If criminals were to cross-reference this information with recent online breaches, the scale of potential identity theft would be even greater.
Some users have already reported Phishing scams This was made possible by information from the hack, with more information likely to become available soon.
Jason Mikula, a writer for FinTech Substack, was one of the few journalists to report on the breach from its inception. Evolve Bank contacted him. Injunction Last week it warned that legal action would be taken against anyone who leaked information about the hack.
Beyond concerns about an industry-wide collapse surrounding fintech, this episode should serve as a cautionary tale for those who push for excessive know-your-customer and anti-money laundering laws for services that consumers use every day.

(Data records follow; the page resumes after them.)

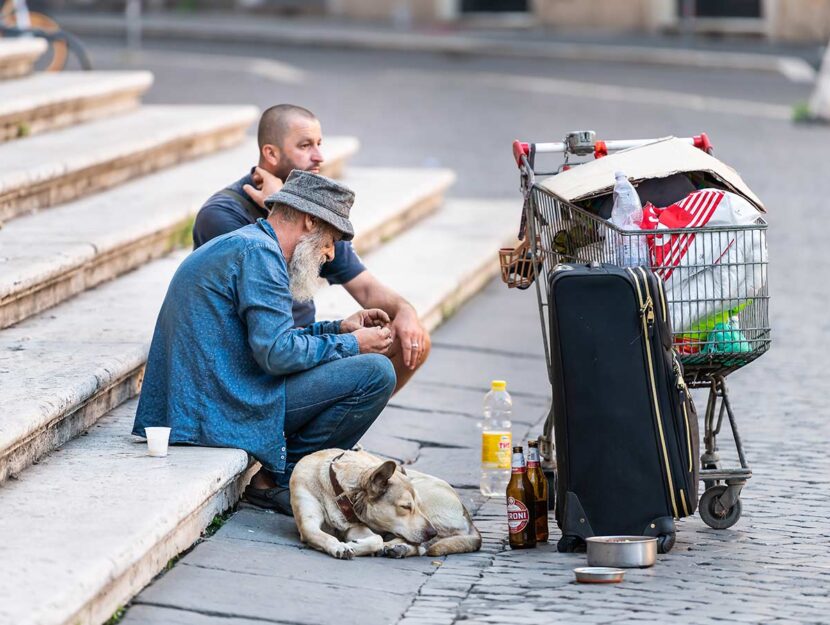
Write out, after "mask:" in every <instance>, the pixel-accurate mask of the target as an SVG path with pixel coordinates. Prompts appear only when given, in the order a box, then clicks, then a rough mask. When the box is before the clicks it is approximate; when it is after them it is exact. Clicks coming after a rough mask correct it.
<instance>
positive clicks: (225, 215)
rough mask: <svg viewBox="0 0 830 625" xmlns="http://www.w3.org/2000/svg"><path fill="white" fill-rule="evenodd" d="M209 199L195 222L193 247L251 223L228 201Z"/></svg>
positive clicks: (200, 244)
mask: <svg viewBox="0 0 830 625" xmlns="http://www.w3.org/2000/svg"><path fill="white" fill-rule="evenodd" d="M212 200H213V198H211V200H208V203H207V204H205V205H204V206H203V207H202V209H201V210H200V211H199V214H198V215H196V221H194V222H193V249H194V250H195V249H197V248H198V247H200V246H202V245H204V244H205V243H207V242H208V241H210V240H211V239H214V238H216V237H218V236H221V235H223V234H226V233H228V232H233V231H234V230H238V229H239V228H242V227H243V226H247V225H248V224H249V223H251V222H250V221H249V220H248V219H246V218H245V216H244V215H243V214H242V213H241V212H239V211H237V210H234V208H233V207H232V206H230V205H229V204H230V200H229V201H228V203H224V202H220V201H212Z"/></svg>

As previously reported by Return, a bill pending in the US Senate would further crack down on bitcoin and cryptocurrency exchanges, requiring them to provide more personal information and limiting the amount customers can withdraw without being deemed “suspicious.”
While efforts to enact national privacy legislation are laudable, Congress and the Federal Trade Commission Too focused Rather than creating legally enforceable penalties for hacks that compromise our personal information and put us at risk of identity theft, it focuses on the specific business models of various online companies.
“Rather than introducing further restrictions and requirements on companies to collect information to fight crime, we should be asking whether our existing laws are putting us at further risk. Common-sense rules that promote encryption, punish bad actors, and minimize data collection would go a long way to protecting consumers from future harm.”